Another study shows visible progress nearly doubled completion rate. In the trial, a loyalty card needing eight stamps from zero got redeemed 19% of the time, while a card needing ten stamps with two pre-filled delivered 34%.
That’s what fueled the Robinhood waitlist. You signed up, got your spot in line, and moved up by referring friends. A million people joined before launch. Even as regulatory approval delayed launch, the list stayed warm the whole way.
Folk CRM added a quick 10,000 signups but worked the waitlist by treating it as a conversation. The founders thanked them, asked what they expected the product to do, then granted access slowly. For them, a waitlist was user research that shaped what they built.
“We’ll email you when we launch.” ❌
“You’re #840. Here’s what we shipped this week for your use case.” ✅
Test it: Start by getting honest about how long the wait actually is because Attio guessed one year and it was three years. Then map the time between waitlist signup and launch as a journey. How much will they trust you in week #2, week #20 and the week before you launch? The goal is guiding them from a curious stranger to a ready buyer.
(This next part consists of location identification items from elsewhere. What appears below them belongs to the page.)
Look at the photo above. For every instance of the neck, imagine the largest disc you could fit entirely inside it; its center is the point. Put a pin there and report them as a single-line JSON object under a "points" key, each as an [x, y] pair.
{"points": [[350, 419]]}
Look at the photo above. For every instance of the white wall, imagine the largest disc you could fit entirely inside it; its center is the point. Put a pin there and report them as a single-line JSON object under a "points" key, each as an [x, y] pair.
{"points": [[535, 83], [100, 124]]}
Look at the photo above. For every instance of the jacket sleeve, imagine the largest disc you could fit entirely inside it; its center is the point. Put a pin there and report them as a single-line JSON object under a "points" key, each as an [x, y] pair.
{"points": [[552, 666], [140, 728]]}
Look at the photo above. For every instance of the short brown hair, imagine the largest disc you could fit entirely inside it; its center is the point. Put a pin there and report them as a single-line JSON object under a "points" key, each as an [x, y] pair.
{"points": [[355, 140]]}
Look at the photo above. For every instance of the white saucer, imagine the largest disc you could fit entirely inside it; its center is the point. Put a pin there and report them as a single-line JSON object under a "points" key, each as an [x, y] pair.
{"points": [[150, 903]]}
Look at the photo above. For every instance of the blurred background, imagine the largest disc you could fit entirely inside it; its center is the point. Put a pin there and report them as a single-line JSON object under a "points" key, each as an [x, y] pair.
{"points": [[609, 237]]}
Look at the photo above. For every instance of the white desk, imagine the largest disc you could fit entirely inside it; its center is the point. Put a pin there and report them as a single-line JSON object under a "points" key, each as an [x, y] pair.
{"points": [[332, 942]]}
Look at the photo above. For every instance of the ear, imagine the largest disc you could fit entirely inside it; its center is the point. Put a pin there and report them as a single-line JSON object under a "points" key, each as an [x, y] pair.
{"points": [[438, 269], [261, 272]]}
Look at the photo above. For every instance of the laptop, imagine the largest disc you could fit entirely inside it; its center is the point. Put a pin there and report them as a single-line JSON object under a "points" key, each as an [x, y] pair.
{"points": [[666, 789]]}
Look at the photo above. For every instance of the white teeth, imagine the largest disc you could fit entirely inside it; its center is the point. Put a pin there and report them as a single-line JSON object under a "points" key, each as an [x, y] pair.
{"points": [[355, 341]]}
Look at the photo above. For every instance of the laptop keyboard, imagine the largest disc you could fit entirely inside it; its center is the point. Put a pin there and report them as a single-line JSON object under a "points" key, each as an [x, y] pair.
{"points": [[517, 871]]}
Lesson: The wait isn’t dead time. It’s a finite window where attention is high and expectations are low. It has a short half life.
Common misstep: Don’t waste people’s time with shallow updates on progress. A series of “We’re so close!” updates only trains people to ignore you.
Finding your spot on the waitlist matrix
The matrix has four corners so consider where you want to end up.
Vanity Corner (e.g. Cybertruck) is where lots of startups land by accident.
Warm Corner (e.g. Robinhood, Folk) keeps a low bar to entry but engineers the wait. It’s right when your bottleneck is awareness and the product explains itself.
Qualified Corner (e.g. Superhuman, Attio) asks people to invest up-front then keeps them close until you can serve them. This is right when your bottleneck is comprehension or capacity. It trades scale for intent. Clay kept its waitlist until it had millions in ARR for this reason.
Squandered Corner makes people earn their way in, then goes silent. But as a lot of hardware startups that picked this corner can tell you, a higher cost of entry only raises the price of getting it wrong.
“Grow the waitlist” sounds like a good use of energy but it isn’t a strategy. Choosing the Vanity Corner gives you a number that climbs while the signal underneath it gets weaker.
Before picking that path without intention, ask yourself what you really want from the waitlist.
Curiosity is cheap. It’s better to ask for something or earn the right to keep them. Ideally both. Do neither and you only get a nice number for a press release.





Curious about your thought regarding marketers using to create false scarcity and demand rather than do signups every month. “Signups now closed, join our waitlist” and then they open it periodically.